Only a small share of the 2,472 total convention delegates are free to pick the candidate of their choice, regardless of the election’s outcome, on the first ballot, while about three-quarters of them are gradually freed to do so on subsequent votes. That means there is a small pool of so-called unbound delegates who are pure free agents, but a much larger number who can be recruited throughout the spring as double agents—delegates who arrive in Cleveland pledged to Trump, all the while working in cahoots with one of his opponents and confessing their true allegiances once it is safe to do so.
“Forty-four states give the delegation-selection authority to a state convention or state executive committee, with no requirement that the candidate have a say in choosing delegates,” says Benjamin Ginsberg, a former general counsel for the Republican National Committee who managed Mitt Romney’s pre-convention delegate strategy. “Centralized power has dissipated in many states so that pockets of grassroots activists hold great sway.”
And who would be best positioned to play the local game, maneuvering “double agents” onto the Trump slate? That would be someone with strong grassroots support, good planning, and organizing skills, and strategic planning capabilities. That’s right: Ted Cruz.
“Of any of the campaigns the Ted Cruz people are the best-positioned,” says Iowa Republican operative Grant Young. “Not just because they won.

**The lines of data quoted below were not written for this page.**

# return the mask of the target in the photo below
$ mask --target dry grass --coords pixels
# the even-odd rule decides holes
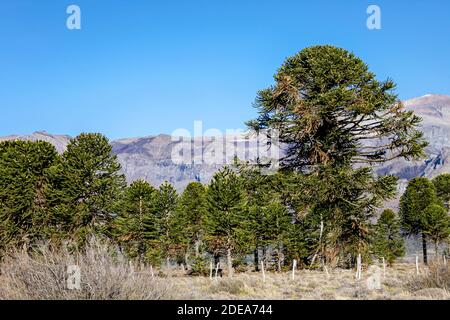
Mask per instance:
[[[448,266],[443,268],[447,269]],[[450,299],[446,289],[439,287],[412,288],[415,276],[412,264],[397,264],[381,271],[381,288],[370,289],[369,274],[363,272],[361,280],[355,279],[352,270],[331,270],[329,276],[322,271],[300,270],[295,280],[291,273],[267,273],[263,282],[260,273],[237,274],[232,279],[208,277],[183,277],[172,274],[174,299],[275,299],[275,300],[412,300]],[[424,271],[423,271],[424,272]],[[448,279],[447,285],[448,285]]]
[[[79,290],[67,288],[67,266],[81,271]],[[369,289],[369,273],[355,280],[352,270],[246,272],[233,278],[189,277],[180,270],[136,272],[117,249],[92,241],[83,252],[43,247],[30,255],[11,252],[1,264],[0,299],[450,299],[449,266],[430,266],[415,276],[413,264],[381,271],[381,288]],[[160,275],[160,276],[158,276]]]
[[[80,289],[68,289],[69,265],[80,266]],[[1,264],[0,299],[165,299],[171,282],[134,272],[128,261],[97,240],[83,252],[44,247],[11,252]]]

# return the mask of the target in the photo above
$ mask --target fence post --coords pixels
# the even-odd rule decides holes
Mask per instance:
[[[152,279],[155,278],[155,274],[153,273],[153,266],[150,265],[150,273],[152,274]]]
[[[263,282],[266,282],[266,272],[264,271],[264,261],[261,260],[261,270],[263,276]]]
[[[294,259],[292,263],[292,281],[295,280],[295,269],[297,269],[297,260]]]
[[[219,265],[220,265],[220,262],[217,262],[217,264],[216,264],[216,280],[217,280],[217,272],[219,271]]]
[[[416,275],[419,275],[419,256],[416,254]]]
[[[212,261],[209,262],[209,279],[212,280],[213,278],[213,263]]]
[[[386,278],[386,261],[384,260],[384,257],[383,257],[383,277]]]
[[[356,258],[356,280],[361,280],[361,254]]]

They’ve got a big coalition and they’re organized.”
At Cruz’s Houston headquarters, a six-person team overseen by political operatives, lawyers, and data analysts is effectively re-enacting the primary calendar, often with the aim of placing double agents in Trump slates. The ability to pick up new adherents during the state-convention phase invites Trump’s rivals to look anew at the map of his victories, based on the rules governing individual states. The 36 delegates Trump won in Alabama will be bound to him throughout the nominating process, but the 40 he won in Georgia are free to vote for whomever they choose after the first ballot. Georgia holds its county conventions on Saturday to select delegates for district conventions a month later—the week’s most important stop on the shadow-campaign trail. “We’re making resource allocations based upon stopping Donald Trump,” says Roe. “There’s several scenarios where he doesn’t make 1,237.”
Issenberg’s piece goes deep into the weeds, and it is worth reading in its entirety and saving for future reference. There are even methods by which Trump-pledged delegates could be denied seating and voting.
But that path would obviously be suicide for the GOP. The party that displaced the Whigs could join them in the dustbin of history.